A well-designed user interface requires a clear understanding of the end user, easily guiding them toward the information they’re looking for without having to think about the actual interface at all. This is generally done by using universally understood design rules that are considered “best practice” and that provide visual cues toward function. So what happens when the design patterns to which we’re accustomed are turned on their head?
Antwerp, Belgium-based design firm Bagaar did just that by developing User Inyerface, a website that asks the user to complete a series of forms while using “an interface that doesn’t want to please you. An interface that has no clue and no rules.”
The concept emerged out of what the agency calls “DoDays,” a bimonthly opportunity for anyone to pitch an idea, a product, or an experiment. If the idea is selected, that person chooses a team and gets time aside from client work to develop it. And so, the idea of an impossible form emerged.
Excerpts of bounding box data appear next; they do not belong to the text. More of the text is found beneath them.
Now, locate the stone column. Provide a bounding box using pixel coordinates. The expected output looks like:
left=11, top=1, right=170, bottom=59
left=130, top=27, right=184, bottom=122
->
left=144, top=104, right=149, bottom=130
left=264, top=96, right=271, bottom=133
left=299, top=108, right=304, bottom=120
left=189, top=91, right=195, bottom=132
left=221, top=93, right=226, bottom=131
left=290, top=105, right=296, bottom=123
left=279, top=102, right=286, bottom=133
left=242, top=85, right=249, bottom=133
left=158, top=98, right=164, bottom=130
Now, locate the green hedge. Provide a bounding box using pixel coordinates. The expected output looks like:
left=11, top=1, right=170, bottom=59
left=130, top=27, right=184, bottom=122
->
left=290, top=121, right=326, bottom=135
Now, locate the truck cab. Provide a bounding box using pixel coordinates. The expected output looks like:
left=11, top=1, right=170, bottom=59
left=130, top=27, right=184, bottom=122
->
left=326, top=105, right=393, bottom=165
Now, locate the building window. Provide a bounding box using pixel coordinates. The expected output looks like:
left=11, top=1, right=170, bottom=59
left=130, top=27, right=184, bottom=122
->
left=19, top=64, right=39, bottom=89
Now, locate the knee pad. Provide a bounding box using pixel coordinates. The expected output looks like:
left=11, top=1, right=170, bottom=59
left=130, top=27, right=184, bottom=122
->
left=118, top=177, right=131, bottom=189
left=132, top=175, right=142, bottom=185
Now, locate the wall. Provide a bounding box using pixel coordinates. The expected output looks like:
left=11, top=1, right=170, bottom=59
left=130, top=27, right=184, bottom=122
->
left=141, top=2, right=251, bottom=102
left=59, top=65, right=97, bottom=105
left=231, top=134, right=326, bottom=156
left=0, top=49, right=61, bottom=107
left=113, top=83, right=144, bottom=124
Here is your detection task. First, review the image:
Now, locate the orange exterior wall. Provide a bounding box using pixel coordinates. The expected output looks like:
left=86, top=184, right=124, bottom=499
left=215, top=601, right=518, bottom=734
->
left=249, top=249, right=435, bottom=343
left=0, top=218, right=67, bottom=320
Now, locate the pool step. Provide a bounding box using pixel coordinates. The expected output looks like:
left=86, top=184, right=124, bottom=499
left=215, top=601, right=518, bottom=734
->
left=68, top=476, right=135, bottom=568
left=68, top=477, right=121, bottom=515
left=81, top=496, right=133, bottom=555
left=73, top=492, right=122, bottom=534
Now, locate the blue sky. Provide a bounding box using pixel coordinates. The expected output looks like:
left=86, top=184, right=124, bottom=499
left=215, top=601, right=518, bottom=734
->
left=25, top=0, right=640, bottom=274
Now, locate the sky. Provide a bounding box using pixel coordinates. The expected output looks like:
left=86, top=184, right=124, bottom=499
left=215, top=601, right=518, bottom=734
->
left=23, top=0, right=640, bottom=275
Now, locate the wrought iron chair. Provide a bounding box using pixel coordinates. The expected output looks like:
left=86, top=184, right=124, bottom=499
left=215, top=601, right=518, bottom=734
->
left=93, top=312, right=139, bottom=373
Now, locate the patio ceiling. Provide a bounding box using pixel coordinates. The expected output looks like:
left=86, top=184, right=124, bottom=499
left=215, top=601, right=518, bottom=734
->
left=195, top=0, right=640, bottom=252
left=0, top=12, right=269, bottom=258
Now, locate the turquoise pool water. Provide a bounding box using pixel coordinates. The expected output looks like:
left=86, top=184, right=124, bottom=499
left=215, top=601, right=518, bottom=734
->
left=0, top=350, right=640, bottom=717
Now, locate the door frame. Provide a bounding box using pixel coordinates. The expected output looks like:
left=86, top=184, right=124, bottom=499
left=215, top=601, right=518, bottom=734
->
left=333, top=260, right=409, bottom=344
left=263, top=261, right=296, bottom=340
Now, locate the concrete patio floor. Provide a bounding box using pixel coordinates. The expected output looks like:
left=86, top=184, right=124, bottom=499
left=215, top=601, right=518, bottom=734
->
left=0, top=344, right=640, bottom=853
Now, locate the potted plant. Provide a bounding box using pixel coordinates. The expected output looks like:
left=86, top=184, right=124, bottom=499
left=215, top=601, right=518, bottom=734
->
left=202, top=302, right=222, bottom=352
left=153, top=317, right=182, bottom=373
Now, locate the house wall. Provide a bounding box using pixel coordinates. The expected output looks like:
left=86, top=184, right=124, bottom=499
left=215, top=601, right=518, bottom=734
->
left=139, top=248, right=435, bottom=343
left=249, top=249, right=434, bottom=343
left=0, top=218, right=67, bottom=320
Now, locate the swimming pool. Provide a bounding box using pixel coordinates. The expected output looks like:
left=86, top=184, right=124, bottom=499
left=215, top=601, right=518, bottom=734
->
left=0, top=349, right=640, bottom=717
While all the information a user needs to navigate the site is there, the designers at Bagaar posit that we’ve been trained to overlook it by expecting iconography that the design community has agreed indicate particular functionalities. “We tend not to really look anymore, but expect certain things to be in a certain place or look a certain way,” says Dieter Desmet, creative director at Bagaar.
Those shared standards aren’t going to be found here. All-caps plain text? That’s a link. Be sure to uncheck the terms and conditions checkbox in order to accept them. And that large button in the middle of the screen isn’t to go to the next page. It’s to cancel. One thing is clear: Like anything that “isn’t your friend,” User Inyerface will test your patience.
“We had so many evil ideas, [but] we chose to only go with UX mistakes that could be seen as ‘honest mistakes,'” says Desmet. “We wanted to end up with a form that is utterly confusing, but if you stay calm and just read and look, you could walk right through it.” And because misery loves company, I asked Fabricio Teixeira, design director at Work & Co and founder of UX Collective, to do just that.
“This experiment reveals a critical user insight: how ingrained we are to recognize established interaction patterns in the interfaces we use every day,” says Teixeira. “Over the last few decades, the digital design field has made hundreds of micro-decisions that collectively establish a series of familiar interaction patterns.”
And while designers should always be pushing for better UX, he says they also need to recognize that some patterns (like checkboxes, buttons, and drop-down menus) have already become second nature to the user they’re trying to serve. “There’s still room to innovate and create more meaningful interactions,” says Teixeira. “The idea is to know when to go against the rule book.”
So how to toe the line between innovative and incomprehensible? By continuous usability testing, and seeing how far a familiar design can be taken before it breaks. “It’s a powerful exercise to pinpoint where you can push and where you might be disorienting users with something new,” says Teixeria. “That fine line between these two worlds is exactly where I want to walk as a designer.”
For those not directly involved in UX and UI design, Desmet feels that User Inyerface shows the importance of strong user experience and interaction design, even in something as simple as the word inside a button. “It goes to show that the internet is made by hard work and clever thinking, and that without good UX and UI, it would be an utter nightmare,” says Desmet. (We won’t tell him that some people think it already is.)